# Android 11 update killed mobile hotspot



## Warren Platts (Jun 11, 2007)

Verizon Samsung A10e recently updated to Android 11. Tried to use mobile hotspot feature. Laptop says I'm fully connected. The phone says the laptop is connected. The phone recognizes the correct IP & MAC addresses of the laptop. But no websites can be loaded. Windows Network Diagnostics troubleshooting couldn't identify the problem.. Task Manager shows laptop trying to send data, but no data is received other than the occasional 8 Kbps blip.

Also tried USB tethering. Same problem. Laptop says Connected. I can transfer files to and fro between the laptop and phone using copy and paste. But no internet for the laptop. Phone internet works just fine.

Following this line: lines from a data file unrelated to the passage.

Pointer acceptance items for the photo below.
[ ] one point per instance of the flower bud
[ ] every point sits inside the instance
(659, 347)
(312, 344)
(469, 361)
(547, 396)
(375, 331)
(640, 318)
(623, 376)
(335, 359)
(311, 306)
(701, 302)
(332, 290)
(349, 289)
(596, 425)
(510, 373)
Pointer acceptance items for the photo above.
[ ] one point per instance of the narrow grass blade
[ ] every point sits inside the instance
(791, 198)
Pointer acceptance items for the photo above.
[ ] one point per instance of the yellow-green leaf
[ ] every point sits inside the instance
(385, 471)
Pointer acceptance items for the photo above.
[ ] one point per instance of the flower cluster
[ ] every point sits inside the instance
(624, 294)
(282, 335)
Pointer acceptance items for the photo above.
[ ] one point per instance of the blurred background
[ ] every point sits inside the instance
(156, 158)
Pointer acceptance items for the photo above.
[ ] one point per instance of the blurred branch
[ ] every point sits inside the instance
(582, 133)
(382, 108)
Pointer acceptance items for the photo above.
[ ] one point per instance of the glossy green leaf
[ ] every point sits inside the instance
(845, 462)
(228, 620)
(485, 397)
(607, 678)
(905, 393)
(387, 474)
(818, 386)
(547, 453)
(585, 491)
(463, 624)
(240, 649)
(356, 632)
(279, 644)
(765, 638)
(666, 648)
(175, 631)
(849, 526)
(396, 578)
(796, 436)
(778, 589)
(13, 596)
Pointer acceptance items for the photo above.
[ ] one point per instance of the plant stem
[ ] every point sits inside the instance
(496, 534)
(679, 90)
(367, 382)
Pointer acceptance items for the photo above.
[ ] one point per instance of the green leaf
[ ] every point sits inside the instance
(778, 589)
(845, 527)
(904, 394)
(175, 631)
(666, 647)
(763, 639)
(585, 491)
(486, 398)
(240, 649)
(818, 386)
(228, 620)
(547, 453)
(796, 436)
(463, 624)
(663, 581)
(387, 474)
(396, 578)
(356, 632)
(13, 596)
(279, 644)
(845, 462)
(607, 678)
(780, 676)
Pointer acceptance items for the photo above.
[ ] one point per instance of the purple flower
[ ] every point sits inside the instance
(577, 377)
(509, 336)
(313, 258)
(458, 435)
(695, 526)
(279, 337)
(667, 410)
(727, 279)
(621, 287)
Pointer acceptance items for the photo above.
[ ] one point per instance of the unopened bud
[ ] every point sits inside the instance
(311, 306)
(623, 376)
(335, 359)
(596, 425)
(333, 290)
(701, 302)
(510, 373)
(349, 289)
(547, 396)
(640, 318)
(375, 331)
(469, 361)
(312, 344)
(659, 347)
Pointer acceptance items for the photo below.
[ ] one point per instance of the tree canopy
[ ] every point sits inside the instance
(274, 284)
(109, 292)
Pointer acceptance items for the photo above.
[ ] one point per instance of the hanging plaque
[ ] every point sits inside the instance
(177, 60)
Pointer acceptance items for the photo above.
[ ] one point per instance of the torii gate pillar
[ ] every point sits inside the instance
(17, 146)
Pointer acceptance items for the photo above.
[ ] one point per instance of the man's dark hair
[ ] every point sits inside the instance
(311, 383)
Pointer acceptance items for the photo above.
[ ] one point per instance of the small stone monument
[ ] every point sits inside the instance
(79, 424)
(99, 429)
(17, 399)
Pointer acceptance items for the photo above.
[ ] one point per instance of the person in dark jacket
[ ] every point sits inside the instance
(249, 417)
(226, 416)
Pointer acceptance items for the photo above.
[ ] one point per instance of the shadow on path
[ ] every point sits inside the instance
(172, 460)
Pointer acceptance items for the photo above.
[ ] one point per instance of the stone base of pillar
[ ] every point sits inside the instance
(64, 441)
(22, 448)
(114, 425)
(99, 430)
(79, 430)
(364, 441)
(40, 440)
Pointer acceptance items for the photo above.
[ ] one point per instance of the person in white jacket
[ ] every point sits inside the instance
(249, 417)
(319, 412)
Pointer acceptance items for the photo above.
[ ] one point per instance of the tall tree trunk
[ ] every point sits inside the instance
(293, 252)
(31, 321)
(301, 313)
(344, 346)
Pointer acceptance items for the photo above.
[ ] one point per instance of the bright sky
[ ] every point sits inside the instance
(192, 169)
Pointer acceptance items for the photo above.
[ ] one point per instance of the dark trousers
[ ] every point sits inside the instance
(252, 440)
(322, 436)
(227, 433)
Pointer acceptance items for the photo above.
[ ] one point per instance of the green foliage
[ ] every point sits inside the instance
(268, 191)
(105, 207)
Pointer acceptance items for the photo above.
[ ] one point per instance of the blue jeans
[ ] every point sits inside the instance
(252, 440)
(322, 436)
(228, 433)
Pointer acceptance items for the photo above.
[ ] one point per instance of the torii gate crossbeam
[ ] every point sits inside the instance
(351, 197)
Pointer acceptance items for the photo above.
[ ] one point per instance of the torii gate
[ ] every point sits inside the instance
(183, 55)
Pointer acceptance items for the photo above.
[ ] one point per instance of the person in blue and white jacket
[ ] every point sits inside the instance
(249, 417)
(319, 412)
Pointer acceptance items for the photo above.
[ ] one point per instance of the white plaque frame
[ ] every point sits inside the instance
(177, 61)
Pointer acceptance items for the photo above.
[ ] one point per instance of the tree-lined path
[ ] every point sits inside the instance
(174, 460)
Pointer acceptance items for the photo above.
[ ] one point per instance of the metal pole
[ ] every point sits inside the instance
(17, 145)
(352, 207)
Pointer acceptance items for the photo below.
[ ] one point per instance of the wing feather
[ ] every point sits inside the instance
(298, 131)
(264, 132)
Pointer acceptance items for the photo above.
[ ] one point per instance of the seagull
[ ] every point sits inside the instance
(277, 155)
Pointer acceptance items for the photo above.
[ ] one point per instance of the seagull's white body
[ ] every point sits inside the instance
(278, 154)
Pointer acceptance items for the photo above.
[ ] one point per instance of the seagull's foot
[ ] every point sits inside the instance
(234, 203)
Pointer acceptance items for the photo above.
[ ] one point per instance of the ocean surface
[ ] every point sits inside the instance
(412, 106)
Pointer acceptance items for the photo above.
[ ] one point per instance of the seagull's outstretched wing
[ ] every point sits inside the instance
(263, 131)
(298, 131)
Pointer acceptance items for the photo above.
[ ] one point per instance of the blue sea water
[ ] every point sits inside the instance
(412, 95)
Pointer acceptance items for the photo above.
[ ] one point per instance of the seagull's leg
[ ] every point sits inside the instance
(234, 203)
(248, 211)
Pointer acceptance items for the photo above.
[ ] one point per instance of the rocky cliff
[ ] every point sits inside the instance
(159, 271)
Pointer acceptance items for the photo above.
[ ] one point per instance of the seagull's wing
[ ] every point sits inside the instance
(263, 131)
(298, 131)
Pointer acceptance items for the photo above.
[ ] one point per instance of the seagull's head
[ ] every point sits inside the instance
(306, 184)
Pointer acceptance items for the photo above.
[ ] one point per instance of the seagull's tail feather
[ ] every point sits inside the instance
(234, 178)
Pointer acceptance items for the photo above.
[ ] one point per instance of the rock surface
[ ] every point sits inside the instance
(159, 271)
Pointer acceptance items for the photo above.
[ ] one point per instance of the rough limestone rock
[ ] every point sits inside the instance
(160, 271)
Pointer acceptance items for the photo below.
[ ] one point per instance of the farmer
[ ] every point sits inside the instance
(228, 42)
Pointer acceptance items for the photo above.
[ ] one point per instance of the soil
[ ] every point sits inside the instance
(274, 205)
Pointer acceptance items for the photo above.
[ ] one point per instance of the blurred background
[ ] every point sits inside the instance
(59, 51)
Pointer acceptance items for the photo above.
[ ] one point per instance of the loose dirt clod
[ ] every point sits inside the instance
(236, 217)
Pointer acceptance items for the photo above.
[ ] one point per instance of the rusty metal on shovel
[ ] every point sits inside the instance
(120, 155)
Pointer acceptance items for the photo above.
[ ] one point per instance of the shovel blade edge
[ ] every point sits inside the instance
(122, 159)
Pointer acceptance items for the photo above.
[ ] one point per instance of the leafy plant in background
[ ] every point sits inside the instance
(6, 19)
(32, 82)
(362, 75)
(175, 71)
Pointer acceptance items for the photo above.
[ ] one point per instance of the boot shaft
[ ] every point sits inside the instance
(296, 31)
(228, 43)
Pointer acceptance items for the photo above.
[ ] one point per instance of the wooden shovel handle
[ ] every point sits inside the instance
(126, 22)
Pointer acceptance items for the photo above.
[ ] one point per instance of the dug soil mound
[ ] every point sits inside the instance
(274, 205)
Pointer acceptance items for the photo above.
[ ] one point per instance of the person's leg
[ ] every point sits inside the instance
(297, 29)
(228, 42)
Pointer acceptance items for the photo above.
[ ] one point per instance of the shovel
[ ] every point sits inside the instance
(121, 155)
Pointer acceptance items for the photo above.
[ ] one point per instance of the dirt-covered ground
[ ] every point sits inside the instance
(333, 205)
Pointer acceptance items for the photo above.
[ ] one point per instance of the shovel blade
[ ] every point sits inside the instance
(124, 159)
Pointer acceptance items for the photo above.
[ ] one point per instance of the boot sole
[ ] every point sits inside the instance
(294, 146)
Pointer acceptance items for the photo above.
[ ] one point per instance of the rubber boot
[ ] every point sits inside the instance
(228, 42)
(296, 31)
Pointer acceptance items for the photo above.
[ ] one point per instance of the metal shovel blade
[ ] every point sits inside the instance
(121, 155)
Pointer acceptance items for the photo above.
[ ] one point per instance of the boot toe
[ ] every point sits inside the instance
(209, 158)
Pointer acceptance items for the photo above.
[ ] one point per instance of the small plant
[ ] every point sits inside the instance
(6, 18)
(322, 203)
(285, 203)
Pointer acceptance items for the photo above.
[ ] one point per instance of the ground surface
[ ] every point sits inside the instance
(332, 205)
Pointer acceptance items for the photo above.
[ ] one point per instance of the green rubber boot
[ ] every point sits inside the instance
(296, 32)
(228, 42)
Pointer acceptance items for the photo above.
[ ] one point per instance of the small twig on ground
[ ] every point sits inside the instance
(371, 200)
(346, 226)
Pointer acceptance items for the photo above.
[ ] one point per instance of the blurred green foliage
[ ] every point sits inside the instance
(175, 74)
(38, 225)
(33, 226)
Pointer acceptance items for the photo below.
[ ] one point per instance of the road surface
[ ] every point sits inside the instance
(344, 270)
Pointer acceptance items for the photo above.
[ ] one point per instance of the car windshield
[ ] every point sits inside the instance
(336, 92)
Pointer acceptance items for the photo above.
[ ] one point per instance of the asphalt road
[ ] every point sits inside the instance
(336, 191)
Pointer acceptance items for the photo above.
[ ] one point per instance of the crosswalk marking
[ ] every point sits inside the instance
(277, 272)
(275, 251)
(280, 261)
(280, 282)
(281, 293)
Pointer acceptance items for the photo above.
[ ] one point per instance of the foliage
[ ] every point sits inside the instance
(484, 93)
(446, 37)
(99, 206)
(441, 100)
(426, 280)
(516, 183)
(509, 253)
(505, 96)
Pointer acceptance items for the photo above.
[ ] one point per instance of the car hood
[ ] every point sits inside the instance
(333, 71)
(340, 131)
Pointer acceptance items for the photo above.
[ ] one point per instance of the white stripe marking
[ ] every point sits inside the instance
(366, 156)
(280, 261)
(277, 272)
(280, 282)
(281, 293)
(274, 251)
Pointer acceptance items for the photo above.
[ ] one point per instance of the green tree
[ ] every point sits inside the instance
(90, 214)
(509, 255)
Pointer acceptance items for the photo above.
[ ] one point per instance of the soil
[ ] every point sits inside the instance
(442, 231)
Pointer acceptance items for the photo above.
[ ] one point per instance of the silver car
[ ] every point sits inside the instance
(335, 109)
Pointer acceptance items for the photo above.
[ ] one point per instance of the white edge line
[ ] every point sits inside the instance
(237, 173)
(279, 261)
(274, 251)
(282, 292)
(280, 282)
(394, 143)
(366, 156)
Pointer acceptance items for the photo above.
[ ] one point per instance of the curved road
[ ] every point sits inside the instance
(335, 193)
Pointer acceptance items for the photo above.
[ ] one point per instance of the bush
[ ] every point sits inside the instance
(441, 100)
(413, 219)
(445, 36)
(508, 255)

It has to be a problem with the A11 update because I have 2 laptops neither of which work and my friend came over and my laptop works great on his Android hotspot.

One final clue: the "MyIPaddress" ap on my phone shows a main or I guess public ip address that's apparently associated with the Verizon data server, and a local ip address. The latter I can successfully ping the latter but not the former from the laptop.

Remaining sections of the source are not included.